Essa distinção, na filosofia moral, ocorre entre o objeto de um ato e a intenção de um ato. Se um homem rouba a fim de fornicar, a intenção é fornicar, mas o objeto é o ato de roubar. Não há uma conexão obrigatória entre roubar e fornicar.

No caso das opiniões do Papa, a intenção é prevenir a infecção, e o objeto é o uso da camisinha.

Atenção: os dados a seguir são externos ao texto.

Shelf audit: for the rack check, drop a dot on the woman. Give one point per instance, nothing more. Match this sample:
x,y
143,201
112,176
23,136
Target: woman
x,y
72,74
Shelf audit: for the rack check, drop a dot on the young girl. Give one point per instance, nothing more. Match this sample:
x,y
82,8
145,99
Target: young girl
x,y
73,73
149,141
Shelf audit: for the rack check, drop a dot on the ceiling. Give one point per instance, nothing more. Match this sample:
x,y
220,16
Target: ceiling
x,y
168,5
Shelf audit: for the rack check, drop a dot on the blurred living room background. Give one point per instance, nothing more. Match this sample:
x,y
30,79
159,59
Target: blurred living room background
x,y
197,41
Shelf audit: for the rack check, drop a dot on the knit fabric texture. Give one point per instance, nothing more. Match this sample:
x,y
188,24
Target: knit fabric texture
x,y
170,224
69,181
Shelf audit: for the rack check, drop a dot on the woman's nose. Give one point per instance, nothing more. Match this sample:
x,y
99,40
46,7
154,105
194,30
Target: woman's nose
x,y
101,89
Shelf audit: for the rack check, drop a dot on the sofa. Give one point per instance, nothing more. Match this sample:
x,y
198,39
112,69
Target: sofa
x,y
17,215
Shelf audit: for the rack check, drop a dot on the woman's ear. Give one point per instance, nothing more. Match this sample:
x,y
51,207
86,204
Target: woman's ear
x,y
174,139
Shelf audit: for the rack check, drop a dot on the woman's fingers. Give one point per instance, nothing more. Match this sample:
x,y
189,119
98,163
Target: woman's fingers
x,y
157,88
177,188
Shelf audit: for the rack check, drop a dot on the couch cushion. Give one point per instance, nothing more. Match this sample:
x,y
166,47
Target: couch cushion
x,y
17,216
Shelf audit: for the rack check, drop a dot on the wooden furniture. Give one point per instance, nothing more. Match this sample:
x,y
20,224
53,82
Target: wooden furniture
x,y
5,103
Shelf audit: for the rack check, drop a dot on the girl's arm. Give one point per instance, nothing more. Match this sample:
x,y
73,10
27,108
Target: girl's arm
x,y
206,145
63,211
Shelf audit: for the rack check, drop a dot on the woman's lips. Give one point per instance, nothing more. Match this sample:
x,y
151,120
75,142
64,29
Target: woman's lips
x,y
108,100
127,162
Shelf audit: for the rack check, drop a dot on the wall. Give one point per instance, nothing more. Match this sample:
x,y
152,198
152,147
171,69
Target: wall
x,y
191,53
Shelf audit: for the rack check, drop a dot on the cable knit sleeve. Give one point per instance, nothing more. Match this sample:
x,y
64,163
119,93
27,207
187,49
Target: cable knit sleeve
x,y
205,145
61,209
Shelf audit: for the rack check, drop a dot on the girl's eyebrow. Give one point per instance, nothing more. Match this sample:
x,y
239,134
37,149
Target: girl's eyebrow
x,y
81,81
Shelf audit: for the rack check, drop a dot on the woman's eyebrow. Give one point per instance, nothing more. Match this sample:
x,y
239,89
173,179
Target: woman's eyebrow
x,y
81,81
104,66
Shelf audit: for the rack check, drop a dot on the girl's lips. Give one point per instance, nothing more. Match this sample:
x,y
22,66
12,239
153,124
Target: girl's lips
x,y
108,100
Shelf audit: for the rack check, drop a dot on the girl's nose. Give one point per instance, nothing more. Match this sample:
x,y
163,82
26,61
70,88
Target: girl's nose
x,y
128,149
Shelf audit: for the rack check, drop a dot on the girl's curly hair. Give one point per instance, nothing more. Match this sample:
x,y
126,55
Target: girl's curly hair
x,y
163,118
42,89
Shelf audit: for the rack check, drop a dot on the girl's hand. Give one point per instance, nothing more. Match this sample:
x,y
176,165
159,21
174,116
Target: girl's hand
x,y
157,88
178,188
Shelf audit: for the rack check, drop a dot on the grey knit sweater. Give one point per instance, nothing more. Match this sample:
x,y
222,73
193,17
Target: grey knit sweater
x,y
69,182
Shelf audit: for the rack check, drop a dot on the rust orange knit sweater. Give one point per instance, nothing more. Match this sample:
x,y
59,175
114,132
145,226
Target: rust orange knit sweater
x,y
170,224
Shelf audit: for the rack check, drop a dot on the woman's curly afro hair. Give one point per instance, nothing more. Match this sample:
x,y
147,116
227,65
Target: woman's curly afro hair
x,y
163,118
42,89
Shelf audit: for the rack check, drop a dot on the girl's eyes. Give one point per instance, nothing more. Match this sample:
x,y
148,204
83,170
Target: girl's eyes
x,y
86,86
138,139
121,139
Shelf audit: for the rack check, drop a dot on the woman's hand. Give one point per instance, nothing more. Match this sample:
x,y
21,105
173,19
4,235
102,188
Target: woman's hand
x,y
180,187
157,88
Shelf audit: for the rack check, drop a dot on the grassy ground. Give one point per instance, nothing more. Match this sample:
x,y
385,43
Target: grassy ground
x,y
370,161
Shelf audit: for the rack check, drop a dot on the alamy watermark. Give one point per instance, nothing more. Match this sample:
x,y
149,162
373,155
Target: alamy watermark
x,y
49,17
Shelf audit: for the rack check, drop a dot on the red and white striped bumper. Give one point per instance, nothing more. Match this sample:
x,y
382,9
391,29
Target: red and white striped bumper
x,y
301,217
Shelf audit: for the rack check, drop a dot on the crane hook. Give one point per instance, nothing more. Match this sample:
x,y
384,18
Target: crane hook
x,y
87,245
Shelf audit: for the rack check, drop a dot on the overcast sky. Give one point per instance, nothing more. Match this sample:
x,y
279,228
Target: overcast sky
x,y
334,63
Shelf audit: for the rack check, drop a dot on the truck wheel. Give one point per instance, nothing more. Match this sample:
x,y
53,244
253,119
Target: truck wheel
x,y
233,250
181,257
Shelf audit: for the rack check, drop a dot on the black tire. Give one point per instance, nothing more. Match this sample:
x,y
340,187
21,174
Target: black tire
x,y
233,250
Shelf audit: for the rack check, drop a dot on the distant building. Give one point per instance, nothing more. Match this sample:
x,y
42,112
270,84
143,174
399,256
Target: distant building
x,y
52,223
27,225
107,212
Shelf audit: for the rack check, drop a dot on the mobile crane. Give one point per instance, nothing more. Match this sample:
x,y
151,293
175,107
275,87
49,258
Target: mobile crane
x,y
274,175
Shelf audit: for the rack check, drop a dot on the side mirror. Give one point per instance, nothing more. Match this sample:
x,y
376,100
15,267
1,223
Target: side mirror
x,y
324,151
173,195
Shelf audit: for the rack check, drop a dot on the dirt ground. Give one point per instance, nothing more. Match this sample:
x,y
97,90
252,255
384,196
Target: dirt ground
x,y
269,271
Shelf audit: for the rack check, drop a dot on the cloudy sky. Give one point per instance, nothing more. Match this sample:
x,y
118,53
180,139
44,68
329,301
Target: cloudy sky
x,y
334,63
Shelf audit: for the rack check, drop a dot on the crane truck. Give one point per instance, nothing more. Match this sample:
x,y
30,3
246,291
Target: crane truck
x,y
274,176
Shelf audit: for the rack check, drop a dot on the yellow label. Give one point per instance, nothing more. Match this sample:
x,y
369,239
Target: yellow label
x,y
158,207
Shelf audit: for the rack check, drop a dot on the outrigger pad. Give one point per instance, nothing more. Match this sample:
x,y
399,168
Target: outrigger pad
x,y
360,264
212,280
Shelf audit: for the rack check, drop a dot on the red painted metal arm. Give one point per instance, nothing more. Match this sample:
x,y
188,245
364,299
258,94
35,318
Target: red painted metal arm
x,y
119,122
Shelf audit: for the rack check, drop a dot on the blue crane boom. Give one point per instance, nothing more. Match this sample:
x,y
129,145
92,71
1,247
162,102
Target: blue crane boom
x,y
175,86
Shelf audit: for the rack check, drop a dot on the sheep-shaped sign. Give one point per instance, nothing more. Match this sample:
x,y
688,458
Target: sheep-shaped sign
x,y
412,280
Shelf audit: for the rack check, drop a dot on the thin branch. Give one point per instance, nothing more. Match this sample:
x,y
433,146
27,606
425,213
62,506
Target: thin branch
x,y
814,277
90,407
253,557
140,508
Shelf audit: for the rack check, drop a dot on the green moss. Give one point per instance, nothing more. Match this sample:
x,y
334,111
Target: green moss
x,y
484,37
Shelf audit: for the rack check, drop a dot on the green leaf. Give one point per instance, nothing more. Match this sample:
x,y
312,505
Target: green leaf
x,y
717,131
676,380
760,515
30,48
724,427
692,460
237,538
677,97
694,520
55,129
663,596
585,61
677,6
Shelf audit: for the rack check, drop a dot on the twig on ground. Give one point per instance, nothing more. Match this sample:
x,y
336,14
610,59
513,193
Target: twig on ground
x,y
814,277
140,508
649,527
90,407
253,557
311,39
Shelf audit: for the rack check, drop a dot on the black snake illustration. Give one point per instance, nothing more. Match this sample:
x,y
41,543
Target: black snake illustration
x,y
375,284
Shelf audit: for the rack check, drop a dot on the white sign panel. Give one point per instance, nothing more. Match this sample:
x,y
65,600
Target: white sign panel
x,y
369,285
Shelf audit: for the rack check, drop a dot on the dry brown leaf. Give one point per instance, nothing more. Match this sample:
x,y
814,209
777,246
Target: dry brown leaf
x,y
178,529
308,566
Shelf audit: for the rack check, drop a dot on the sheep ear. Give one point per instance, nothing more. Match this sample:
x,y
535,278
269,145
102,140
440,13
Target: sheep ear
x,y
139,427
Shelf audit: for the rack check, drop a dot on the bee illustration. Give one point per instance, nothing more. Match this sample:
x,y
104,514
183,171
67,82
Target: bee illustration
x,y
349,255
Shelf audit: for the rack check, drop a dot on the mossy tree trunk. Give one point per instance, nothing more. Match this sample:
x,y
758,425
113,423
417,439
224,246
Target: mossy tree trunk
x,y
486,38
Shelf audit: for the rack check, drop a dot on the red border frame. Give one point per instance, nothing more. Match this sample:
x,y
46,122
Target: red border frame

Aqui está um exemplo dessa distinção, análogo ao que o Papa disse. Ladrões estão usando canos de ferro para atacar pessoas, e os ferimentos são graves. Alguns ladrões usam canos acolchoados para reduzir os ferimentos, enquanto ao mesmo tempo ainda conseguem debilitar as vítimas o suficiente para o assalto. O Papa diz que a intenção de reduzir os ferimentos (no ato de roubar) pode ser um primeiro passo na direção de uma maior responsabilidade moral. Isso não justifica as seguintes manchetes: "Papa aprova canos acolchoados para o assalto"; "Papa diz que o uso de canos acolchoados é justificado em algumas circunstâncias"; "Papa permite o uso de canos acolchoados em alguns casos".

É claro, poder-se-ia usar moralmente canos acolchoados em algumas circunstâncias, por exemplo como canos revestidos para que a água quente que corre neles não esfrie tão rápido. E poder-se-ia usar camisinhas moralmente em alguns casos, por exemplo, como balões de água. Mas isso também não justifica a manchete "Papa aprova o uso de camisinha", embora no caso dos balões d'água isso pudesse ser verdade. Mas seria uma tentativa intencional de enganar.

Em resumo, o Papa não "justificou" o uso de camisinhas em nenhuma circunstância. E a doutrina da Igreja permanece a mesma que sempre foi - tanto antes quanto depois das declarações do Papa.